Pour des raisons évidentes, nous devons nous assurer qu'une partie des mesures seront spécialement conçues pour produire des avantages sociaux immédiats et tangibles pour ces pays, notamment en faveur de la jeunesse.
En outre, nous soutenons pleinement le renforcement de la société civile dans ce processus de réformes et cela va de pair avec la démocratie et la création d’institutions dans chaque pays. Une attention particulière doit également être accordée au principe de la responsabilité [régionale] : nos actions doivent toujours être guidées par le respect de la dignité et des sensibilités de nos voisins et partenaires du sud - sans oublier que cette transformation a été initiée par les peuples eux-mêmes – et notre principal objectif doit être de leur assurer notre meilleur soutien possible dès lors qu'ils accomplissent ce chemin vers la démocratie.

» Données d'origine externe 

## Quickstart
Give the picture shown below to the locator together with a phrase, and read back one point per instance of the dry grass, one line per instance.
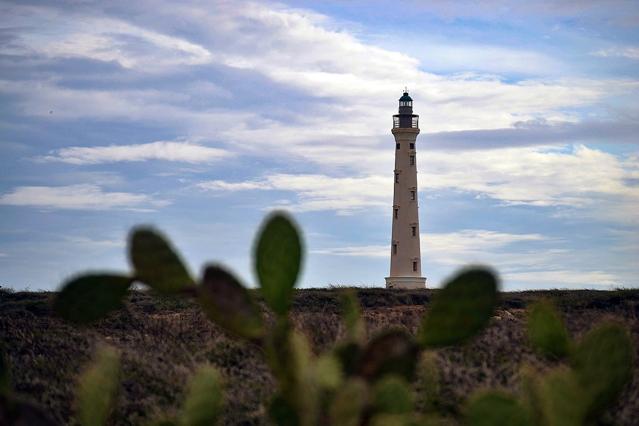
(162, 341)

Les développements dans le Sud nous affectent directement : un aspect crucial de la crise récente en Afrique du Nord est l'augmentation du flux migratoire qui a suivit vers l’UE. Située aux frontières extérieures de l’UE et étant géographiquement proche de cette région, la Grèce est l’un des pays membres à en être directement et sérieusement affecté. Un grand nombre d’immigrés clandestins appréhendés aux frontières extérieures de l'UE sont localisés aux frontières grecques. L’appel à la solidarité parmi les Etats membres de l’UE est plus que jamais manifeste.
Le problème n’est pas seulement méditerranéen, il y a une préoccupation de plus en plus intense au sein de l’Europe, soulignant de plus en plus clairement la nécessité de renforcer la coopération pratique entre les Etats membres et de coopérer efficacement avec les pays d’origine et de transit.

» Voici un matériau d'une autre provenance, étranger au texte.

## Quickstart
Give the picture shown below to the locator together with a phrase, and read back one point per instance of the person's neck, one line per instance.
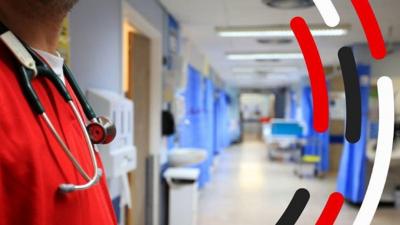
(40, 34)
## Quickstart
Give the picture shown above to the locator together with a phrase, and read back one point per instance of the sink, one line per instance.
(181, 157)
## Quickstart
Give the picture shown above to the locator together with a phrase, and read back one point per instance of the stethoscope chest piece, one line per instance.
(101, 131)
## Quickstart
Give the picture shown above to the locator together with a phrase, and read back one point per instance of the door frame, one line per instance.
(132, 16)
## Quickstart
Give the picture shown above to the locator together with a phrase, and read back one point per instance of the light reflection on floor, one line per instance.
(247, 189)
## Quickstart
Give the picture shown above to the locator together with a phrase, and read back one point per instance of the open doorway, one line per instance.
(136, 86)
(142, 54)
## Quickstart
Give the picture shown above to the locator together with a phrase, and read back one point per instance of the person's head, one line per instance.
(37, 9)
(36, 22)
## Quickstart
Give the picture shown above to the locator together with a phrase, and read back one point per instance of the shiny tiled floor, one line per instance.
(247, 189)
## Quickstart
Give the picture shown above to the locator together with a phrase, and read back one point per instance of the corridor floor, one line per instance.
(247, 189)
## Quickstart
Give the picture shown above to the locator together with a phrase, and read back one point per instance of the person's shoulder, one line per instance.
(7, 63)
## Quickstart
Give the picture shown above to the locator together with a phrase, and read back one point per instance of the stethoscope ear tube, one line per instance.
(89, 112)
(26, 76)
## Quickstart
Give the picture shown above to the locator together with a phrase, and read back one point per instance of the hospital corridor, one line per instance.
(199, 112)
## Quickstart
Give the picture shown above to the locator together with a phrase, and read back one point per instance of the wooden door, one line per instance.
(139, 92)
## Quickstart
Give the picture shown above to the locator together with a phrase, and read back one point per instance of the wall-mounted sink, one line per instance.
(181, 157)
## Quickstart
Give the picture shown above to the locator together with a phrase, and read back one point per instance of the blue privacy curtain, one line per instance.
(194, 129)
(221, 115)
(317, 143)
(351, 177)
(209, 128)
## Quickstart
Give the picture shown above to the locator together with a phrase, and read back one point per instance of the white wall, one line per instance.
(96, 50)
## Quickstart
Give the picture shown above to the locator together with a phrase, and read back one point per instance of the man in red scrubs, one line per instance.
(32, 162)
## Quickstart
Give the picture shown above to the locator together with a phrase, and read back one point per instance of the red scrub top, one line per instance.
(33, 165)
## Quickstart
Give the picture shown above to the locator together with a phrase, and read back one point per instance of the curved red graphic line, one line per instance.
(315, 71)
(331, 210)
(371, 28)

En ce qui concerne la région et le monde arabe, nous, en tant qu’Union européenne devons faire face aussi bien à un défi qu’à une opportunité. Une opportunité de contribuer à la paix et à la stabilité dans la région. Mais aussi une opportunité de conférer à l’UE la voix qu’elle mérite et qu’elle doit avoir dans les développements internationaux, qui plus est quand ces développements ont lieu dans son propre voisinage.
Permettez-moi donc de réitérer ma proposition concernant la nécessité d’un « plan Marshal européen » pour la région. Cet engagement de l’Union européenne ne doit pas être considéré comme un soutien purement économique à la création nécessaire d’institutions. Il doit être considéré comme un investissement pour l’UE. Un investissement dans la paix, la sécurité (extérieure et intérieure), la croissance économique - tant pour la région que le monde arabe, mais aussi pour l'UE elle-même et ses Etats membres.

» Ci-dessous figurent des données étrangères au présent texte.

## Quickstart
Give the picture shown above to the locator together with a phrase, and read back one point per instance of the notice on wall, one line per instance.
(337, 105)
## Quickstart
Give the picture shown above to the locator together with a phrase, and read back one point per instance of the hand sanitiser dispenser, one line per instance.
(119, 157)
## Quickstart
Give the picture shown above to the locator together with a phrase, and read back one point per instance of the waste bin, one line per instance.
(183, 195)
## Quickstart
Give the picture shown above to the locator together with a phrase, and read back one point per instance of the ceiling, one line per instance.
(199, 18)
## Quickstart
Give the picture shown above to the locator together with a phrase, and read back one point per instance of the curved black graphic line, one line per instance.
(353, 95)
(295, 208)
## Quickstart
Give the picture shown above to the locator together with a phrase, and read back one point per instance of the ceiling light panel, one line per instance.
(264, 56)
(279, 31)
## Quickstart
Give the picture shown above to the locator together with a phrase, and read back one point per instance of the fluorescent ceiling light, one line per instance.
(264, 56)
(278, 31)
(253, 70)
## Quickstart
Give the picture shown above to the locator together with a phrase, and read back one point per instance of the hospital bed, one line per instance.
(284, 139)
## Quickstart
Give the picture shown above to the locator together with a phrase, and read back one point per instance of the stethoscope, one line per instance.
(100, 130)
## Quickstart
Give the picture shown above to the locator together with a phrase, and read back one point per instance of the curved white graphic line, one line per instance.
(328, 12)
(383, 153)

Et certainement, nous devons éviter une chose : nous ne devons en aucun cas donner l'impression - erronée - que l'UE, le monde occidental essaie d'imposer ses vues à nos amis arabes.
Cette proposition est axée sur le partenariat, la coopération et la solidarité.
Et en parlant de partenariat, de coopération et de solidarité, en particulier, j’aimerais me référer aux développements actuels concernant les défis que la Grèce et le peuple grec doivent relever dans le cadre de la crise économique.
La Grèce et le peuple grec ont pris l'engagement de mettre en œuvre un programme sérieux de réformes qui a d'ores et déjà produit des résultats impressionnants. Nul n’ignore que la situation est encore difficile et le défi énorme. Et la Grèce, le gouvernement grec et le peuple grec continuent de livrer cette bataille pour leur avenir, avec le même attachement sans faille à notre programme de réformes.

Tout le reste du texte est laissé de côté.